Ольга пребывала в эйфории:
– Лариса! Загляни в ванную, и какие там халатики, кремчики!
– Мартин, мне надо отдохнуть… – Лариса чувствовала, что еще немного, и она расплачется от усталости и обилия впечатлений. – У тебя еще будет время все здесь рассмотреть в деталях.
Мартин покорно вышел из рубки, на лице его так и блуждала простодушная улыбка.
"Блаженный с деньгами ничем не отличается от блаженного нищего", – с нежностью подумала Лариса.
Завтракали вчетвером в бело-металлическом интерьере дорого ресторана. Пока обсуждали предложенные банком квартиры, Мартин чертил на листе силуэт своей яхты. Виктор объяснял сложные продуманные схемы получения денег, правила оформления документов. Лариса скосила глаза в текст журнала, который лежал перед адвокатом:
"Затишье в европейских проблемах и в целом хорошая макроэкономическая статистика прервали падение фондовых площадок, облигаций и товаров. Доллар продолжил усиление, указывая на приток ликвидности в развитые страны. Фондовые площадки уверенно легли в боковик. Более того, это была типичная inside неделя. Например, индекс Доу в последние дни колебался в узком диапазоне 11000-11200".

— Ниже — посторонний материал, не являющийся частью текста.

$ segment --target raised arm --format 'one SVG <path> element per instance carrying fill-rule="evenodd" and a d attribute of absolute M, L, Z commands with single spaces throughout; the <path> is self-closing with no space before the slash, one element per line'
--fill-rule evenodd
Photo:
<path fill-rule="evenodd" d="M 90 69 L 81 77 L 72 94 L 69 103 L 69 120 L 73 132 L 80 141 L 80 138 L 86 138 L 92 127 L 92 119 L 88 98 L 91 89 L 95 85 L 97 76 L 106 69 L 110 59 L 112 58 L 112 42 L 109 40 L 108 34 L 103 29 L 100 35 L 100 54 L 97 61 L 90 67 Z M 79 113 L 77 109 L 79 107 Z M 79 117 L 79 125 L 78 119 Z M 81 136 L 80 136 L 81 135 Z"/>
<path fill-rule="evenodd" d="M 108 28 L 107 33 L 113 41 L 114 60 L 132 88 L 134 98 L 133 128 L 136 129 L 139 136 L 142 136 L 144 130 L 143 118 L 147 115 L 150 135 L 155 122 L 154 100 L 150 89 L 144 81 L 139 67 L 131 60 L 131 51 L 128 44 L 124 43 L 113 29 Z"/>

Ольга не умолкая предлагала помощь, у нее целый город друзей и знакомых, среди них оказались: инструкторы по вождению автомобилей (Ларисе надо срочно получить права), директор автосалона (купить две машины), дизайнеры (и в старой и в новой квартирах сделать масштабные ремонты), тренер по теннису международного класса, чемпион Эстонии по игре в гольф, певица, дающая уроки вокала для пожилых состоятельных людей, учитель танцев…
– Лариса! Вы будете загородный дом строить или покупать готовый? В какой стране? Виктор, если арендуешь вертолетик, будем летать над Европой и не стоять в пробках. Послушайте, может, мне тоже получить лицензию на вождение вертолета?!
Хотелось, чтобы Ольга дала отдохнуть от своих идей, не совала везде напудренный нос жизнерадостной женщины, но сказать прямо о своем раздражении Лариса не умела. А ведь капитал действительно потребует команды, осознала она; помощники, советчики, советники – неизбежно появятся, не буду же я одна сидеть со счетами, вычисляя налоги и ужасаясь вывихам Доу-Джонса, даже если пойму кто это. Понятно, почему богатые кажутся высокомерными; надо же чем-то отпугивать искренних и не вполне искренних доброхотов, бескорыстных помощников с дальним расчетом.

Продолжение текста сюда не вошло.